Voici quelques unes des questions que j’aurais cru possibles, venant de ceux qui ont décidé que la crise actuelle dictait l’urgence de punir la réussite au nom de l’équité.
– “Pourquoi ne pas obliger Apple à baisser ses prix ?”
– “Pourquoi ne pas obliger Apple à augmenter les salaires de ses employés et ceux de ses sous-traitants ?”
– “Pourquoi ne pas obliger Apple à faire assembler ses produits aux États-Unis par des ouvriers syndiqués et non pas en Chine ?”
– “Pourquoi ne pas fixer un montant maximal de profits qu’une entreprise puisse réaliser et au delà duquel 100% de ses bénéfices seront confisqués ?”

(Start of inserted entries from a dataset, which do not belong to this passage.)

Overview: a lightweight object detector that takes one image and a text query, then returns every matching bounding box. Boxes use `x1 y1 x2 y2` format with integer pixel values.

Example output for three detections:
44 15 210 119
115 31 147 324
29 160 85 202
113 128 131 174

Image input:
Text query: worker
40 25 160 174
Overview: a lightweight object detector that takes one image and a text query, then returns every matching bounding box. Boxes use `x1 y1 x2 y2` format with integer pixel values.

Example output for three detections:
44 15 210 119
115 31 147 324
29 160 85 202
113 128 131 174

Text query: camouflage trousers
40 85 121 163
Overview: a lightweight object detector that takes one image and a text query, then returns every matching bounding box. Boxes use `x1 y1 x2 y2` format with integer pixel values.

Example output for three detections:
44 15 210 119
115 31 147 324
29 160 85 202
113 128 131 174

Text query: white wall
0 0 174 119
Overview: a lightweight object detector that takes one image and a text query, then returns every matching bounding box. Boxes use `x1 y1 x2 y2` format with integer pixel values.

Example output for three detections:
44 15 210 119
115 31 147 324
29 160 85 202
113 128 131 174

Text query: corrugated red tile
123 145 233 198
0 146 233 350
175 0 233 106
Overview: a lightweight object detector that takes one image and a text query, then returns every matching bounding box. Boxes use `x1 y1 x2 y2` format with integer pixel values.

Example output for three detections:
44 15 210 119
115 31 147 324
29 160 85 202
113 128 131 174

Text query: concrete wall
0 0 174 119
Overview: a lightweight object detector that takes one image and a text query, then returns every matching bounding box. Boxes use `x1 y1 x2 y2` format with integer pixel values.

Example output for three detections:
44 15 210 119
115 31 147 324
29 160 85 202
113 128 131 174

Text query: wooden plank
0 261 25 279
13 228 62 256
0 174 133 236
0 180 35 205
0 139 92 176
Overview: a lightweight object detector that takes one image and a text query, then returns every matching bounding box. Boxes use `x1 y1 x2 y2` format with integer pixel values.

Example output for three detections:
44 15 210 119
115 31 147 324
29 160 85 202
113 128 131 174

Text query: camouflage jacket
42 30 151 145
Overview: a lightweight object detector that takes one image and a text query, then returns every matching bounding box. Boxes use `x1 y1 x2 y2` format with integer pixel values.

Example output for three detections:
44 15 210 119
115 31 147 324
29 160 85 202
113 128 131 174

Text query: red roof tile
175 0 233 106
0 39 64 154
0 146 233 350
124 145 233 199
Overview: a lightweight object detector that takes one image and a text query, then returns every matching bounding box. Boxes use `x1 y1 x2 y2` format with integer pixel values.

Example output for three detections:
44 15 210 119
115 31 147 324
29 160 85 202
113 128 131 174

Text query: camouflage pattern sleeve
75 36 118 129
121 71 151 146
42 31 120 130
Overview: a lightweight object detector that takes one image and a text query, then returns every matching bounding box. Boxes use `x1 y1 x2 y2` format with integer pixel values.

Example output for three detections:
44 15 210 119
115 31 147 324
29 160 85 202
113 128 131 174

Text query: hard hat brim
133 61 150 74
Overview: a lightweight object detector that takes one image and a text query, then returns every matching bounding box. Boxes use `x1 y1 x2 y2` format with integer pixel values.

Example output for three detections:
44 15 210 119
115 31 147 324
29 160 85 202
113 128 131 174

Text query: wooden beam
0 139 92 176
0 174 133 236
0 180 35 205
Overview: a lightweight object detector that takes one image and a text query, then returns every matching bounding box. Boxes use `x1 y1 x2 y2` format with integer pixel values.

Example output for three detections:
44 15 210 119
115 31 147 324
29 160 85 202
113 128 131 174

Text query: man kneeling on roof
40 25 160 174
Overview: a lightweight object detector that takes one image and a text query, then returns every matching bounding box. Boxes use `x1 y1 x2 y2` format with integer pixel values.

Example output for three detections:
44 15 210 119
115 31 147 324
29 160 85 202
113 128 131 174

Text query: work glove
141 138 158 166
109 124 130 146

Après tout l’iPad est cher. C’est anti-social non ?
Je subodore plusieurs raisons pour lesquelles Apple échappe aux foudres du “fiscalement correct”. D’abord Apple n’est pas la seule société à accumuler d’énormes profits. Elle vient de décider d’en redistribuer une partie, d’ailleurs très modeste, à ces actionnaires. Mais elle est en bonne compagnie: Cisco, IBM, Microsoft, Google, Oracle…entre autres sont assis sur des centaines de milliards de dollars de liquidités.

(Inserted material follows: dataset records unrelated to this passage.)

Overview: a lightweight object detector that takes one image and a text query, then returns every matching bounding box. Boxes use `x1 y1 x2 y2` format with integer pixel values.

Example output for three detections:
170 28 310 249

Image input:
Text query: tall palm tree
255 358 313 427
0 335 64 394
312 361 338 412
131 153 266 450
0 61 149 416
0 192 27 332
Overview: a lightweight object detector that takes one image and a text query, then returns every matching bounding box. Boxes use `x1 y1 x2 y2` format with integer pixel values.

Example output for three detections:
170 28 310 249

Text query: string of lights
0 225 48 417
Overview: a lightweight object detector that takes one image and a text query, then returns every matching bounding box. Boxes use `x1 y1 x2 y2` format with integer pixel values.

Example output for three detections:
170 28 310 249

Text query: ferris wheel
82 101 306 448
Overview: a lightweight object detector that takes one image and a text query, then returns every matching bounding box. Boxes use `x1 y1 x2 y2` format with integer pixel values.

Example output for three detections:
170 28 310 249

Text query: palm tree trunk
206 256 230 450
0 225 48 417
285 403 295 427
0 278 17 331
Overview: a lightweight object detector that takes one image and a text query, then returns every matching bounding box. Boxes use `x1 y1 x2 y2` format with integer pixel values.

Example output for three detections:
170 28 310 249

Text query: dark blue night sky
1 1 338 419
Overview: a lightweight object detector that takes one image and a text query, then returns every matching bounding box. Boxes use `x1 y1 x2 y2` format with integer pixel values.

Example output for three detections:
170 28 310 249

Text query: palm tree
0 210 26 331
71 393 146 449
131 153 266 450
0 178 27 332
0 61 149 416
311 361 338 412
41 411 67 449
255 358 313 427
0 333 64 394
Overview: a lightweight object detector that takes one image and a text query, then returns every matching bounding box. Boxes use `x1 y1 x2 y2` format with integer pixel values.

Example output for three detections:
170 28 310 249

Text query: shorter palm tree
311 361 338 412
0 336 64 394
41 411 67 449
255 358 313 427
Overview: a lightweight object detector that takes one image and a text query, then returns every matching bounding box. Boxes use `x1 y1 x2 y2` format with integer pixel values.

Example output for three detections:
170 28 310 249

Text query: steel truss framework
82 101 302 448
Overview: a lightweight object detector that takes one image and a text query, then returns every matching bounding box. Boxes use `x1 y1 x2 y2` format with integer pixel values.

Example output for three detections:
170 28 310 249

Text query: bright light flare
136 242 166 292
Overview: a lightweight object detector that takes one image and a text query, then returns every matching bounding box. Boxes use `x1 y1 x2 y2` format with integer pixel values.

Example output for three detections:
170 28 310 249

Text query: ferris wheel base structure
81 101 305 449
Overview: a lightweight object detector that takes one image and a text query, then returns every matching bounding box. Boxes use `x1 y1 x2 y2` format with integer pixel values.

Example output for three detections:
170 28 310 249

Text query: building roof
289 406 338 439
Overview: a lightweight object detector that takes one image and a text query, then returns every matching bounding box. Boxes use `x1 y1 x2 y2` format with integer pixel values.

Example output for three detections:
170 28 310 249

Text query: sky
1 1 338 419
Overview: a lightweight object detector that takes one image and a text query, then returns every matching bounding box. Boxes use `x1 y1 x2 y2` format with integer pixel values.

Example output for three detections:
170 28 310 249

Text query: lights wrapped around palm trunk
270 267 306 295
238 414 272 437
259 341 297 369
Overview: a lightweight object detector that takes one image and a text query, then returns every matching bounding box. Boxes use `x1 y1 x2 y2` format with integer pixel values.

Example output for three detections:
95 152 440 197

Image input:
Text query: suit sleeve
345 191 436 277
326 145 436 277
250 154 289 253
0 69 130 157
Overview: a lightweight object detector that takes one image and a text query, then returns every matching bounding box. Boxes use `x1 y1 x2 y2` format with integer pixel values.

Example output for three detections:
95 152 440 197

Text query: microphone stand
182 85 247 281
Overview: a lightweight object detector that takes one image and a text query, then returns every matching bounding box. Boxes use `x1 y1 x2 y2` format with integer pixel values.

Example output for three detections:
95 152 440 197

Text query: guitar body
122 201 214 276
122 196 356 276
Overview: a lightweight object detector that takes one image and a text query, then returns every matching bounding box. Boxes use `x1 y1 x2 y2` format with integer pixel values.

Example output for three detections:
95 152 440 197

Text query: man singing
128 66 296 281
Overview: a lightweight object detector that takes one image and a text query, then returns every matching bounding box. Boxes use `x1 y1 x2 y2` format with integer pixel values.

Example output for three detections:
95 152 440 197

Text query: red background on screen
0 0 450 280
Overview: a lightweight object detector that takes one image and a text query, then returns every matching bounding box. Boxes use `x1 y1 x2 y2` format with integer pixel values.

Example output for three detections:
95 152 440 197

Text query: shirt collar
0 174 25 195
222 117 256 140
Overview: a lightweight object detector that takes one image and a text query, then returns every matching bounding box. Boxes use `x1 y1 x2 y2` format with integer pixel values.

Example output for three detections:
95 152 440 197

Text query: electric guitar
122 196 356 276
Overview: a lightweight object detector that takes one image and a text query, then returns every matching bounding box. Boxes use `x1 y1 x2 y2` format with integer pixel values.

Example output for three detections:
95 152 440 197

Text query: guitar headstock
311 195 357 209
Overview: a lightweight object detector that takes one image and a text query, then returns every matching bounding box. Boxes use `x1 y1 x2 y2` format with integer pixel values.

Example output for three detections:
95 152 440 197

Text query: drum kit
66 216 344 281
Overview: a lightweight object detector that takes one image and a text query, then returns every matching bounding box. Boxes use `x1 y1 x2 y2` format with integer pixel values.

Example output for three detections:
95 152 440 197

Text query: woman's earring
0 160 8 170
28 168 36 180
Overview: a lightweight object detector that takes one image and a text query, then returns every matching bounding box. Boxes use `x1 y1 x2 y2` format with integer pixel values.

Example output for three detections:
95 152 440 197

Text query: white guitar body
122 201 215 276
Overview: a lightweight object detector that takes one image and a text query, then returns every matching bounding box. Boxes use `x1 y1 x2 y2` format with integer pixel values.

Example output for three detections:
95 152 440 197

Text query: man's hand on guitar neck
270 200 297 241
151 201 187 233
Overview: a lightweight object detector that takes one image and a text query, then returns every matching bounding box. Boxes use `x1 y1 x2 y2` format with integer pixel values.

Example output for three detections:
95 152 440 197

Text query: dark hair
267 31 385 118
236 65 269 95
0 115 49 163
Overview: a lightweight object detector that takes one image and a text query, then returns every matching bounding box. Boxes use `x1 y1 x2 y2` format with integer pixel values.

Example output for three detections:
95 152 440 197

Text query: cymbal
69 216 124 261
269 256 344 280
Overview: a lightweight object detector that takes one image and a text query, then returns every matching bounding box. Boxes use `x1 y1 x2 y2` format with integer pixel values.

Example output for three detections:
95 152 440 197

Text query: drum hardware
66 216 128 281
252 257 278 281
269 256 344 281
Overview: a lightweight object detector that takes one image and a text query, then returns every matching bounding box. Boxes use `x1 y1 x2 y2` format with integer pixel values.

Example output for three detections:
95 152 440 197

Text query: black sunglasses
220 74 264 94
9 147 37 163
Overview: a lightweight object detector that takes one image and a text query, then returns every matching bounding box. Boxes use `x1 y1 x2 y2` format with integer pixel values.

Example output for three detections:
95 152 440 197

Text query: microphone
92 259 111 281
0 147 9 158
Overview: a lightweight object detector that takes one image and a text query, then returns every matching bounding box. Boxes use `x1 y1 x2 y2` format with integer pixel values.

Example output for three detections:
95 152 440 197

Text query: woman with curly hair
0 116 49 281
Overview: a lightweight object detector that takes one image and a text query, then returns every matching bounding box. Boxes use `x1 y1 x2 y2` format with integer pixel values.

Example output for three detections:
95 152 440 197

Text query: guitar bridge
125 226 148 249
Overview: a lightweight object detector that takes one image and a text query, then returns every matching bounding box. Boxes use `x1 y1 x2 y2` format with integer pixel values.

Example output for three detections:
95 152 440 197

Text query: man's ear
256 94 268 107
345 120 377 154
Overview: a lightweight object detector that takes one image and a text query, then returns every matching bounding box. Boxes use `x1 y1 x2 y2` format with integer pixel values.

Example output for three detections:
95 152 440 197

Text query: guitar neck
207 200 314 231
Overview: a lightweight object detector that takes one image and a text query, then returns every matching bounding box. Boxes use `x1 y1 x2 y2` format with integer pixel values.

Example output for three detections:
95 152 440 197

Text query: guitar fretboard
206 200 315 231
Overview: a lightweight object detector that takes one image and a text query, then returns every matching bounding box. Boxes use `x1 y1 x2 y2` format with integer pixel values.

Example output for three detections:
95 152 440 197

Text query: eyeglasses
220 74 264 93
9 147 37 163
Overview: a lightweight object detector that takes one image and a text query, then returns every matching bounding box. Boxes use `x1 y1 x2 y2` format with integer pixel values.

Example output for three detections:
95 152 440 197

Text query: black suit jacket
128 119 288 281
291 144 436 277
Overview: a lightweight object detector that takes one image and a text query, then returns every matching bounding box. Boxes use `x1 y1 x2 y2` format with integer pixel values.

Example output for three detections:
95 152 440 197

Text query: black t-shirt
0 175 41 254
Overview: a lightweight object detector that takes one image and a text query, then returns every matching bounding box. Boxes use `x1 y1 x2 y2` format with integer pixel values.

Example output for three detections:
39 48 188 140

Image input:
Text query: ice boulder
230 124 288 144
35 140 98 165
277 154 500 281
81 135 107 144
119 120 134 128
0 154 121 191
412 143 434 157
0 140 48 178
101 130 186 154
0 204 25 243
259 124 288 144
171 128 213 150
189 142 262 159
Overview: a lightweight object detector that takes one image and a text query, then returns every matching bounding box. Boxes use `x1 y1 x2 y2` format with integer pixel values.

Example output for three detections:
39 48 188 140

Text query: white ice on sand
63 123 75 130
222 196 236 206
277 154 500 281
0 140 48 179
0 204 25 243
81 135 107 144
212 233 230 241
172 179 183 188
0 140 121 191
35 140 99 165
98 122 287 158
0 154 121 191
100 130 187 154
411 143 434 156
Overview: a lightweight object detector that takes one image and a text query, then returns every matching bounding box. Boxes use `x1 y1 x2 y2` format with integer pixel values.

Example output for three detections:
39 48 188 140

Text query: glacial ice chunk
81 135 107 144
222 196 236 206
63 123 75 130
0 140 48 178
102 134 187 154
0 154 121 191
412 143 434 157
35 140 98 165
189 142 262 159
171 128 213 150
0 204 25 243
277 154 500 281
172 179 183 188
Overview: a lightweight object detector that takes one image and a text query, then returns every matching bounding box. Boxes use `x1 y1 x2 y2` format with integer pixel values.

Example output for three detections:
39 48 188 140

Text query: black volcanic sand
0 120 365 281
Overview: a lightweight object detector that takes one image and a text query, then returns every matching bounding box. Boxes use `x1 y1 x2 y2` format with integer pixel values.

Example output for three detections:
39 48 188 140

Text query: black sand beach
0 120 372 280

Les compagnies pétrolières aussi. Mais dans leur cas, la chasse est ouverte. Barack Obama veut les taxer davantage. Elles sont jugées sales, polluantes, financent des régimes fascisants… J’en passe et des meilleures.
Ne parlons pas des banques. Au lieu de se réjouir de voir que dans bien des pays elles se portent moins mal et commencent à accumuler des surplus, on continue de les accuser de tous les maux. Idem pour les compagnies automobile…
Décidemment il y a quelquechose de spécial qui fait que les sociétés de “haute technologie” sont encore bien vues. Elles sont “cool”. Surtout Apple qui vend ses produits au grand public. Plus cool qu’Apple, tu meurs.
Cisco, Oracle et IBM sont cool aussi, mais le grand public ne voit jamais leurs produits.
On semble leur donner le bénéfice du doute.
Autre point essentiel: elles n’ont pas fait appel au contribuable pour qu’on les sauve en 2008-2009. C’est heureux.
La mortalité des entreprises “high tech” est même élevée. Et personne ne le déplore. L’univers de l’innovation est impitoyable. Vous vous souvenez de Sun Microsystems ? 3Com ? Nortel ? AOL ? Même RIM est sur une pente terrible qui risque de lui être fatale.
Cette mortalité élevée qui fait le quotidien des professionnels du “capital risque”, prouve d’ailleurs que la notion très en vogue en France de doter l’État de moyens d’investir l’argent public dans des “entreprises d’avenir” est dangeureuse et naïve. C’est un excellent moyen de faire plaisir à des amis politiques et un moyen encore meilleur de gaspiller l’argent du contribuable. Personne ne sait vraiment identifier une “entreprise d’avenir”. Surtout pas les hauts fonctionnaires. Et même pas les financiers-ingénieurs. C’est le marché qui décide du succès de tel ou tel produit ou service. Cette réalité est insupporable pour beaucoup en France, j’en suis conscient. Elle ne cadre pas avec des siècles de colbertisme. D’une certaine manière toute personne qui investit en bourse pense avoir identifié “l’entreprise d’avenir”. Personne ne détient cette vérité. Il est pratiquement impossible dans la pratique de créer un portefeuille boursier qui sur longue période s’apprécie plus vite que les indices. Je dis bien “sur longue période”…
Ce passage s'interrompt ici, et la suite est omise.